Today’s stop is in the city of lovers – Verona. It is located in northern Italy, in the Veneto region, and was founded in the 4th century BC. The city passes through many possessions, initially belonging to the Roman Empire, and after its collapse exists as an independent city republic. It was originally under the rule of the Sculgeri family, but later joined the Venetian Republic. All these events are the main reason for the rich cultural heritage of the city.
Here in Verona was born the first Bulgarian prince Alexander I Battenberg;
Arena di Verona
My first stop in the city, of course, was one of the symbols of Verona – Arena di Verona.
The picturesque amphitheatre was built in the 1st century, for gladiatorial battles. The capacity of the arena is up to 20,000 people. It is still one of the largest arenas in Italy and Europe. The structure itself has suffered several destructions over time, with the greatest damage being done in the 12th century when a major earthquake struck the city.
Subsequently, this leads to the plundering of the destroyed materials. But everything changes direction when the Venetians come into force. During the Renaissance they set out to renovate the arena, the ultimate goal was to become a performance space. This tradition has been established to such an extent that in Verona in 1913, on the occasion of the birthday of Giuseppe Verdi, the opening of the Opera Festival took place.
Tuesday-Sunday: 8:30 to 19:30 (checkout closes at 18:30);
Sunday: 13:30 to 19:30 (checkout closes at 18:30)
Entrance Ticket Prices:
Primary Ticket: EUR 10;
Reduced ticket: EUR 7.50;
Group ticket (minimum 15 people): EUR 7.50;
Tickets for students and children from 8 to 14 years of age: EUR 1;
House of Juliet
After that I headed to the most popular place in the city – the house of Juliet.
For my best luck I enjoyed a moment in which there was no one and I managed to experience maximum of the place. The house was built in the 13th century and is entirely in Gothic style, and it is curious to note that the balcony was later built in the 20th century. In the garden of the house you can find a bronze statue of Juliet.
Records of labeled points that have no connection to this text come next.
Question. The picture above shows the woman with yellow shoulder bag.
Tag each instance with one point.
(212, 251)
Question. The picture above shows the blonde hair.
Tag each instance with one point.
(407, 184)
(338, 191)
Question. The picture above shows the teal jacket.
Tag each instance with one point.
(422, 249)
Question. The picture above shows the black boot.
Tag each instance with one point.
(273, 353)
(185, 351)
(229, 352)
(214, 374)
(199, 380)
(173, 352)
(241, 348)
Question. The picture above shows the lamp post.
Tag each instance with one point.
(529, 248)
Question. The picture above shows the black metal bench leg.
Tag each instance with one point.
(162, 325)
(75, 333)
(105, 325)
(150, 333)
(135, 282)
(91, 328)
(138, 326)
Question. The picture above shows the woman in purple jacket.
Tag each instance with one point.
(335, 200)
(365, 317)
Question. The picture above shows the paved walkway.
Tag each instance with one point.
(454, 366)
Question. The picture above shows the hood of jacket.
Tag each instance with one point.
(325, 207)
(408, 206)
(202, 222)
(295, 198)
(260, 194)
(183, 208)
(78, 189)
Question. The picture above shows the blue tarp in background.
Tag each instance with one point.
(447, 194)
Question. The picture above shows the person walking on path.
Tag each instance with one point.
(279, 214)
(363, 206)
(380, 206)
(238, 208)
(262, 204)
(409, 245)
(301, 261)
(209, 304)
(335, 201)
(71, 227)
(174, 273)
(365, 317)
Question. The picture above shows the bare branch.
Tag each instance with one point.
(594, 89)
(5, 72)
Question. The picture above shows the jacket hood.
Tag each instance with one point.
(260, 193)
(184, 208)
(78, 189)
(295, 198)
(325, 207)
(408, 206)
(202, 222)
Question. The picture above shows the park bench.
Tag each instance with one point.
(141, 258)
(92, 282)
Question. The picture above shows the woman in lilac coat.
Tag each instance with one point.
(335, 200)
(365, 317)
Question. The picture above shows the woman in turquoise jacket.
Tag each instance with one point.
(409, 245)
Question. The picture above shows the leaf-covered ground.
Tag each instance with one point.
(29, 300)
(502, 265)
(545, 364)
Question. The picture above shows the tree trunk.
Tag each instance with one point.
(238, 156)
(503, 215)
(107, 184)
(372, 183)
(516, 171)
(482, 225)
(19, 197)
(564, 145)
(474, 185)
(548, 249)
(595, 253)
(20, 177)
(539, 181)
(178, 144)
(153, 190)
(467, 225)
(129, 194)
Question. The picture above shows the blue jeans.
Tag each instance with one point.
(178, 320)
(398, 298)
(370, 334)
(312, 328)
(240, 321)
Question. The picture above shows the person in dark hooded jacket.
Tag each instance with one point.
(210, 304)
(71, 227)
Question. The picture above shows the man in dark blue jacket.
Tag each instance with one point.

The place gains global popularity, thanks to Shakespeare’s plays for the loving couple of Romeo and Juliet. Thankfully, the place does not bring with it the drama of the play, but on the contrary, it only embodies the warm feelings acquired by the thousands of couples who visit this place every day. The house can be explored in exchange of entrance fee which contains an exhibition of clothes and other items. The most exciting moment for every girl in love is to go up on the balcony and show off Juliet’s balcony with the idea of finding her Romeo in the crowd.
Monday: 13:30 to 19:30
Tuesday to Sunday: 8:30 to 19:30;
Entrance Ticket Prices:
Normal ticket: EUR 6;
Reduced ticket: EUR 4.50 is valid for students, pensioners and a group of at least 20 people;
The legend says that whoever touches Juliet’s statue right breast will be struck by luck in love;
Medieval tower of Lamberti
My next stop was Square Erbe and the medieval tower of Lamberti.
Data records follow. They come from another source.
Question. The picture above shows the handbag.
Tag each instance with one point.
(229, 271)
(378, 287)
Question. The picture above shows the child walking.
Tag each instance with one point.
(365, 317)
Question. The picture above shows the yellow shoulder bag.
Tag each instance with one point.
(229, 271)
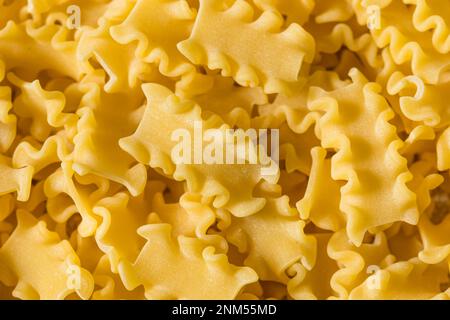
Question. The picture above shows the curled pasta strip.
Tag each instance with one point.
(47, 259)
(15, 180)
(295, 11)
(322, 208)
(157, 26)
(240, 59)
(430, 65)
(149, 145)
(421, 102)
(356, 263)
(7, 120)
(315, 283)
(433, 15)
(67, 197)
(43, 48)
(110, 285)
(190, 217)
(44, 108)
(96, 147)
(214, 277)
(259, 235)
(121, 217)
(409, 278)
(367, 159)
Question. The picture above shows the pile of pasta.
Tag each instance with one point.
(93, 205)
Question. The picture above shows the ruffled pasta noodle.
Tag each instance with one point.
(94, 203)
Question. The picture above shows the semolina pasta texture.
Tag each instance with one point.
(224, 149)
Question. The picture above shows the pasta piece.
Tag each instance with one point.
(15, 180)
(241, 60)
(411, 279)
(433, 15)
(407, 45)
(62, 184)
(44, 108)
(44, 48)
(111, 287)
(96, 148)
(121, 217)
(43, 258)
(185, 261)
(262, 234)
(145, 24)
(356, 263)
(314, 284)
(165, 113)
(190, 217)
(7, 120)
(322, 208)
(376, 193)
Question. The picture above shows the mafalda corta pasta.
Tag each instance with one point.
(345, 102)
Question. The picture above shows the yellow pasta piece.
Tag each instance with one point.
(314, 284)
(224, 149)
(406, 44)
(96, 144)
(165, 113)
(45, 48)
(320, 207)
(261, 235)
(66, 197)
(295, 11)
(356, 263)
(146, 23)
(121, 217)
(15, 180)
(44, 108)
(111, 287)
(405, 280)
(433, 15)
(7, 120)
(376, 193)
(43, 258)
(215, 23)
(187, 260)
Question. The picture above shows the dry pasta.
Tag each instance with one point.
(224, 149)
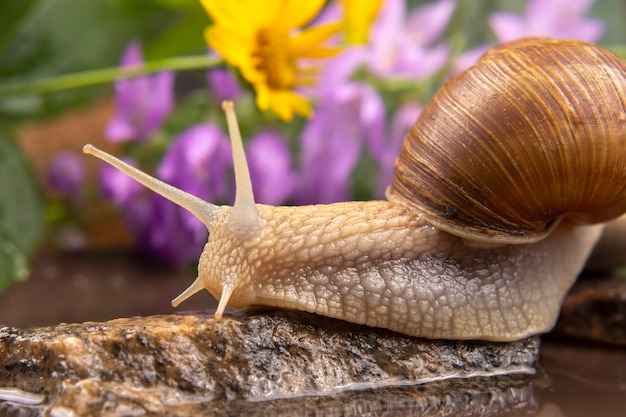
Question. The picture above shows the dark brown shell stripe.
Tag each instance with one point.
(520, 140)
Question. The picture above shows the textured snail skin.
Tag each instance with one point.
(389, 264)
(381, 264)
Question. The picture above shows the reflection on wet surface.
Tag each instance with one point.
(573, 379)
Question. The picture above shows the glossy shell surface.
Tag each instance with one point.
(533, 133)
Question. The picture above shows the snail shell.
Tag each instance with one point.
(529, 135)
(533, 133)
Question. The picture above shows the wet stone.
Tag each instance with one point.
(189, 363)
(595, 310)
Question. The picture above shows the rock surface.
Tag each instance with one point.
(189, 363)
(595, 310)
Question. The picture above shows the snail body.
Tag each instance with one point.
(409, 265)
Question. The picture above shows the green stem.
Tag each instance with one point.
(105, 75)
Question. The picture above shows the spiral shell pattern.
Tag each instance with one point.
(533, 133)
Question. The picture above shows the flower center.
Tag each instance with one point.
(274, 60)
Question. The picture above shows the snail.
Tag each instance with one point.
(500, 193)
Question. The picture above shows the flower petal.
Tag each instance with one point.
(269, 160)
(297, 13)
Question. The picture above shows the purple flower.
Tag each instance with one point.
(401, 124)
(162, 231)
(142, 102)
(197, 162)
(269, 160)
(66, 173)
(550, 18)
(406, 46)
(349, 116)
(117, 186)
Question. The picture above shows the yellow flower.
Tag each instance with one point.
(358, 16)
(259, 37)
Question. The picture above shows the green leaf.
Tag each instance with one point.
(21, 211)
It is no coincidence that this place took the heart of the city, establishing it as a social, economic and political center. The oldest monument on the square is the fountain of the Vronova Madonna, built by the Romans in 380. The Lamberti Tower is 83 meters high and the construction began 1172 years and was completed by 1463.
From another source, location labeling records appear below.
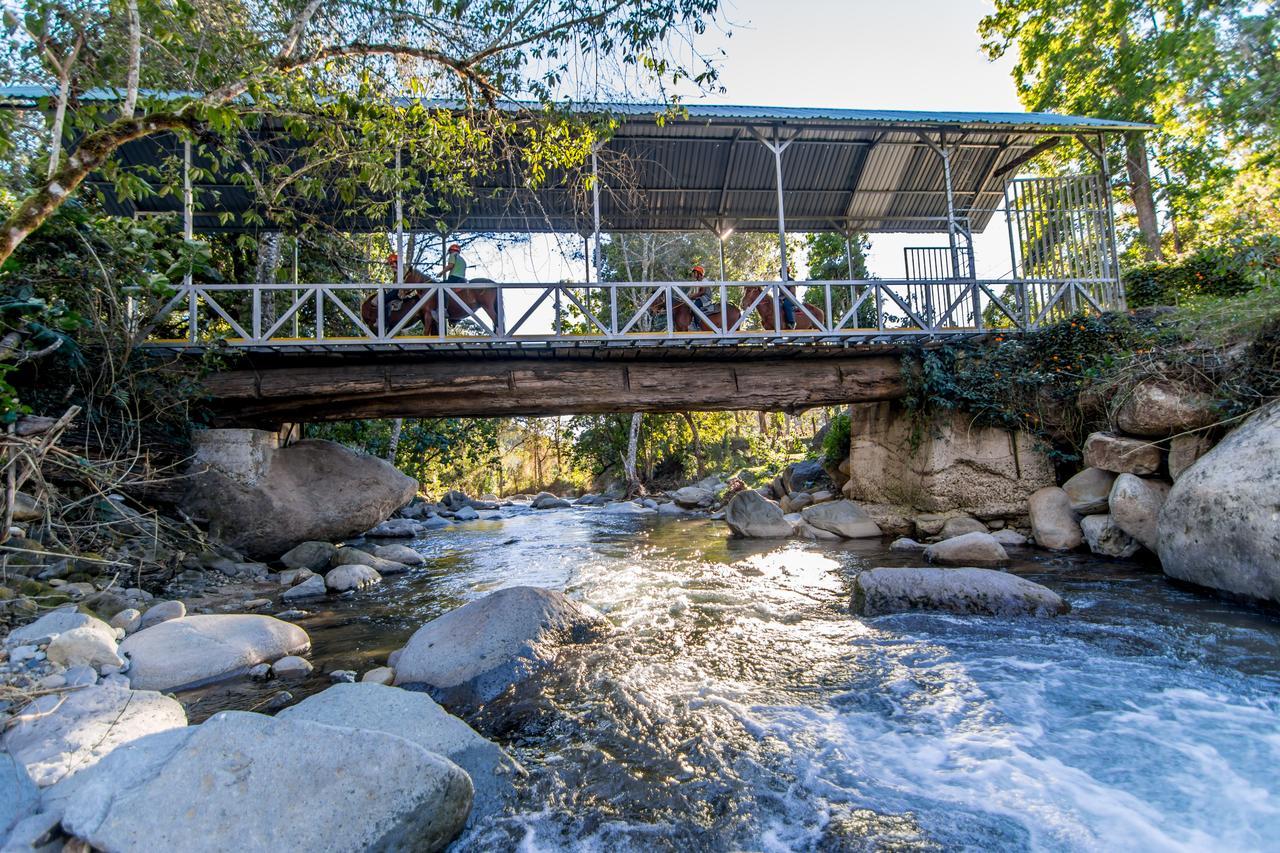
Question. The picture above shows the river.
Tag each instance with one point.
(740, 706)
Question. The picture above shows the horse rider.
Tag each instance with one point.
(455, 267)
(700, 297)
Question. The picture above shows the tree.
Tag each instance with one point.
(333, 72)
(1202, 72)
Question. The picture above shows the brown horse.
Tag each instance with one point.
(478, 299)
(766, 310)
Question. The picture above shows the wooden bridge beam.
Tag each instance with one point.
(484, 388)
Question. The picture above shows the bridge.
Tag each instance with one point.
(311, 351)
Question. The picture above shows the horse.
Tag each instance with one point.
(766, 310)
(478, 299)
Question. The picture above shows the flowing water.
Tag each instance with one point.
(739, 706)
It has been upgraded several times and different materials are used that can be seen clearly on the facade.
Every day: from 11:00 to 19:00 (checkout closes at 18:15);
Ticket: EUR 5;
It is worthwhile to climb to this tower because it opens up a wide panorama over Verona. It is the tallest building in the city;
The tower has an elevator;
A bonus place to take a panoramic picture, similar to the Michelangelo piazza composition in Florence: you can go to the panoramic esplanade of San Pietro Castle.